Anche senza voler parlare di soldi, una di quelle cose che fanno venire il prurito a chi invoca un calcio che non c’è più, è paradossale prendersela con una maglia da calcio. Che, in questo caso, ha tutti gli ingredienti possibili per essere un instant classic, di cui, magari, parleremo anche tra vent’anni. Innanzitutto per il coinvolgimento di Off-White, per la prima volta su una maglia da gioco: un’operazione potentissima che ha esportato il brand Milan – perché è di questo che, in fondo, si tratta – in tutto il mondo. E poi c’è un significato importante, dietro questa maglia. La divisa rosso-verde, con dettagli giallo-neri, è stata ideata in risposta a un deprecabile episodio di campo – gli insulti razzisti contro Maignan a Udine – e lanciata durante il Black History Month “per celebrare l’eredità culturale e l’influenza della comunità nera nello sport e nella moda, diventando così veicolo di diversità e inclusione”. A caricare la maglia di simbologia c’è infatti il numero 63 all’interno del colletto: rappresenta il duplice significato di quell’anno del secolo scorso, quando il Milan vinse la sua prima Coppa dei Campioni proprio mentre Martin Luther King, davanti al Lincoln Memorial di Washington, pronunciava il celebre “I have a dream”. La parafrasi del Milan è in un’altra frase carica di impegno, disposta sotto quel numero: “I support sport for change”.
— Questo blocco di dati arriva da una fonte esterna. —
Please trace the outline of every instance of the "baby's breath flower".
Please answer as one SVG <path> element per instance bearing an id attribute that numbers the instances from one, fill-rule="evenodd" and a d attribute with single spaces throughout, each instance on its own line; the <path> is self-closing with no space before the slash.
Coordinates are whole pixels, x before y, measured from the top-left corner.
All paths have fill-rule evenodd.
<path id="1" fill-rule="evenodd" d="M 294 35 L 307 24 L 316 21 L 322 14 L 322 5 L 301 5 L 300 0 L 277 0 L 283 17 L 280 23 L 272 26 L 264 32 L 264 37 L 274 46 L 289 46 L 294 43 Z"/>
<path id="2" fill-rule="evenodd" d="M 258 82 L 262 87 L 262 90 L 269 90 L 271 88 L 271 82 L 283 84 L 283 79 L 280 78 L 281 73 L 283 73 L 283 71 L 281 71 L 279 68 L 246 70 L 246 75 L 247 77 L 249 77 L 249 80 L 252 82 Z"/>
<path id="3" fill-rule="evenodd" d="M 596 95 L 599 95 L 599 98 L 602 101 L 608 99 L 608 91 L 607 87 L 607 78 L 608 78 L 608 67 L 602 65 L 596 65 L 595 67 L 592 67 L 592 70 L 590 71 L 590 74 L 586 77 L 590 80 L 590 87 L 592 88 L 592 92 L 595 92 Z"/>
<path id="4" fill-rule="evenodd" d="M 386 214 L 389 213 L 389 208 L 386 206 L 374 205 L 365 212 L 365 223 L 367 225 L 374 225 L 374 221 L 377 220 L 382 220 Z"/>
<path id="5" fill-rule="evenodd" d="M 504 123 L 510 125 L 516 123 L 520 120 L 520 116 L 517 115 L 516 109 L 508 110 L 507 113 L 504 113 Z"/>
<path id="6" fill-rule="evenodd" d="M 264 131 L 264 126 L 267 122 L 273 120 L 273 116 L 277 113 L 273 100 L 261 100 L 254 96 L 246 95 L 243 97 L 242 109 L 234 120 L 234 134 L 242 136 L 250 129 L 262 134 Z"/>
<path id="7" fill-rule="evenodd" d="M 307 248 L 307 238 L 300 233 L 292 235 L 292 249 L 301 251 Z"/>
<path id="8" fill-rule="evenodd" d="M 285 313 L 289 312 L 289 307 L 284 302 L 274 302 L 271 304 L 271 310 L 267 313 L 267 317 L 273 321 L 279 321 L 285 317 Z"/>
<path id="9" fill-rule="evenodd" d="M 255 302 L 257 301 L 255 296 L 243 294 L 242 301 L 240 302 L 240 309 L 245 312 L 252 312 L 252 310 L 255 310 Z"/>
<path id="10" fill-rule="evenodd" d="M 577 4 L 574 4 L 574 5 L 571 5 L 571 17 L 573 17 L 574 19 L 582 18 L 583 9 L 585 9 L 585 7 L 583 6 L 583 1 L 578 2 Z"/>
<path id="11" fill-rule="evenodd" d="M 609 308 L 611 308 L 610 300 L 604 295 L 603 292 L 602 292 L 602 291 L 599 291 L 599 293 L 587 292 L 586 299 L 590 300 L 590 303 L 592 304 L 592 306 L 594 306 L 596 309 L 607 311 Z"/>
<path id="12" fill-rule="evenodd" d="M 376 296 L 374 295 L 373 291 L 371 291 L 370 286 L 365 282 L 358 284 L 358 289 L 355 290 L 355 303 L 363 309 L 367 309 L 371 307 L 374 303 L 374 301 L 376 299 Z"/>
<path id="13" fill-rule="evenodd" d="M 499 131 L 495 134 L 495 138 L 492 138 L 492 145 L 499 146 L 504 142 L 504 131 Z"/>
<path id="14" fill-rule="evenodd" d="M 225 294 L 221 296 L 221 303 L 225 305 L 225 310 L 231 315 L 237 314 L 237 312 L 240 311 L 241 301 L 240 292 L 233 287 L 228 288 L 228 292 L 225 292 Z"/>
Poi è chiaro, i gusti sono soggettivi. Ma credere che nel 2025 una società di calcio debba tornare indietro, anziché andare avanti, sperimentare, essere all’avanguardia, è assurdo. C’è in questa maglia un germoglio che indica come su queste basi il calcio italiano deve costruire anche la sua credibilità: forse piccolo, ma è da strategie come queste che passa l’appeal di una squadra, di un campionato, di un sistema, che deve mettersi alle spalle infrastrutture fatiscenti o prodotti televisivi non all’altezza, per non dire una cultura calcistica ancora obsoleta. Non capirlo, significa non desiderare il meglio.